Navigate

SA-10 (3)

SA-10 (3): Hardware Integrity Verification

The organization requires the developer of the information system, system component, or information system service to enable integrity verification of hardware components.

Supplemental

This control enhancement allows organizations to detect unauthorized changes to hardware components through the use of tools, techniques, and/or mechanisms provided by developers. Organizations verify the integrity of hardware components, for example, with hard-to-copy labels and verifiable serial numbers provided by developers, and by requiring the implementation of anti-tamper technologies.
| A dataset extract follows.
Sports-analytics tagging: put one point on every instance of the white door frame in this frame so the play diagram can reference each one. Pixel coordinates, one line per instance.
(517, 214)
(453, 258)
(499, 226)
Delivered hardware components also include updates to such components.

CIA Levels
Confidentiality	unknown
Integrity	unknown
Availability	unknown

Overlays
None

Related Controls

The controls below (if any) were marked by NIST as being related to SA-10 (3).

Control	Description
SI-7	The organization employs integrity verification tools to detect unauthorized changes to [Assignment: organization-defined software, firmware, and information].

Enhancements

The controls below (if any) add on to the requirements of SA-10 (3).

Control	Description
No controls

Related CCIs

The CCIs below are tied to SA-10 (3).

CCI	Definition
CCI-003165	The organization requires the developer of the information system, system component, or information system service to enable integrity verification of hardware components.